(CN) – Attorneys for the American Civil Liberties Union and public defenders seemed to agree before the Fifth Circuit on Monday that a waiting list for representation in Louisiana violates poor defendants’ rights to a speedy trial and assistance of counsel.
“Our position is that this is an issue that may come up again,” said attorney Sara Valentine, who represented public defender Derwyn Bunton. “And this is an issue that we believe there is a constitutional violation. Once a court has identified a constitutional violation, it has broad authority.”
This prompted the panel of Fifth Circuit judges to ask: Where was the controversy between the ACLU and the Louisiana Public Defenders Office?
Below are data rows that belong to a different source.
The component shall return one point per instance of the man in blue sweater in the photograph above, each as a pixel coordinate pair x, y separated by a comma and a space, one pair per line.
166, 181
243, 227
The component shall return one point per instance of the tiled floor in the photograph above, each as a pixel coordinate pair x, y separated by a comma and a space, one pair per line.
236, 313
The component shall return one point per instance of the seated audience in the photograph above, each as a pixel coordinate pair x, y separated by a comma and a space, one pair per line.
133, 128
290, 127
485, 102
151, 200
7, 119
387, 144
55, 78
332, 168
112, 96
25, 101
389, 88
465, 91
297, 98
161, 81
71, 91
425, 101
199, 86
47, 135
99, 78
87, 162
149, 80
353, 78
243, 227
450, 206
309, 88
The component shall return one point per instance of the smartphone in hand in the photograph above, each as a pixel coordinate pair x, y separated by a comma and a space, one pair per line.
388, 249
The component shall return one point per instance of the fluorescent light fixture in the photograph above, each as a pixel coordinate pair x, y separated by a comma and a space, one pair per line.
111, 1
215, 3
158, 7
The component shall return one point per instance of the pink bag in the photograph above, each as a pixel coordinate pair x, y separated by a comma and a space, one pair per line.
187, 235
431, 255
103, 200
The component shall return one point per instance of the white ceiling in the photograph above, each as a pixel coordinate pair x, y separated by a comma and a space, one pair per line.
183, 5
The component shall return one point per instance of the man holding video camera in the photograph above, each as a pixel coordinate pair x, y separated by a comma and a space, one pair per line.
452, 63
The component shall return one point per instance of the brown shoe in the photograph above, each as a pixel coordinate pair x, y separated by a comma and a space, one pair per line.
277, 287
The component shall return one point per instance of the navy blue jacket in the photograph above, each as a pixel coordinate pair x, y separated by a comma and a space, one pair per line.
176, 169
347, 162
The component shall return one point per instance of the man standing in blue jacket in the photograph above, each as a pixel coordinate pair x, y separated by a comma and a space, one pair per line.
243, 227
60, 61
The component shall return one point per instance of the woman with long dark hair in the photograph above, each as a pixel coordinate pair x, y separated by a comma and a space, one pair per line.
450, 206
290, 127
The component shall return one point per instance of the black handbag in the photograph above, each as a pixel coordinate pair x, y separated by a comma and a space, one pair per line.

Did they actually have an adversarial relationship?
In January 2016, the ACLU filed a federal class action on behalf of three people accused of crimes – including armed robbery and vehicular homicide – who were put on a waiting list until a public defender could represent them.
While the complaint said the Louisiana Public Defender’s Office represents 85 percent of criminal defendants in the state, its funding comes mostly from the collection of fines, such as traffic tickets, which the ACLU argued is an unreliable revenue stream.
The lawsuit named as defendants Bunton, chief district defender for Orleans Parish, and Louisiana State Public Defender James T. Dixon Jr.
Because they were waiting to be assigned public defenders, the plaintiffs in the suit were unable to challenge bail conditions or preserve evidence that might help their defense, and they languished in pretrial detention, according to the lawsuit.
The ACLU asked the court for declaratory relief finding the system of waiting lists for public defenders violates the Sixth and 14th Amendments, but a judge dismissed the case, prompting an appeal to the Fifth Circuit.
When ACLU attorney Brandon Buskey stood to make his case Monday, the panel made up of U.S. Circuit Judges E. Grady Jolly, Jennifer Walker Elrod and Don Willett spent the time, in their words, “pounding” him with questions.
The big question was whether suing the public defender’s office in federal court was the best way to solve the problem.
Regarding the public defender’s work with the wait-listed individuals, Elrod asked, “Did they file speedy-trial motions to dismiss?”
“Did they pursue any relief whatsoever for this conundrum that the state court was creating by just continuing these proceedings over and over again?”
After asking a clarification question, Buskey said, “Not to my knowledge. The public defenders can speak to that, whether or not they filed any motion.”
“Well,” Elrod replied, “the fact that no relief was sought from the court that had the power to grant the relief is a big problem in this case.”
The judges suggested the suit was a public relations stunt designed to convince the Louisiana lawmakers to better fund the program.
It is the court’s job – not the public defenders’ — to appoint representation, the judges said.
Even though the public defender’s office is the first place a court goes to find representation for low-income defendants, they could even conscript lawyers standing in the hall. If the situation was so dire, the panel pointed out, the federal government could sue the state.
Attorney John Landis, who represented State Public Defender Dixon, told the court that the Louisiana Legislature made changes so that more money was going to fund the public defense of non-capital cases.
New Orleans also provided more cash so that by the time the lawyers stood before the Fifth Circuit on Monday, the plaintiffs in the case were no longer waiting for public defenders.
Only seven people accused of capital offenses were waiting for representation across the whole state.
But Landis said those actions did not solve the wait-list problem, and the ACLU and the public defenders office had submitted a negotiated consent judgment in the district court.
“While that may not require that the state Legislature provide funding,” Landis said, “I think it may well cause them to consider it.”
No timetable has been set for the Fifth Circuit’s decision.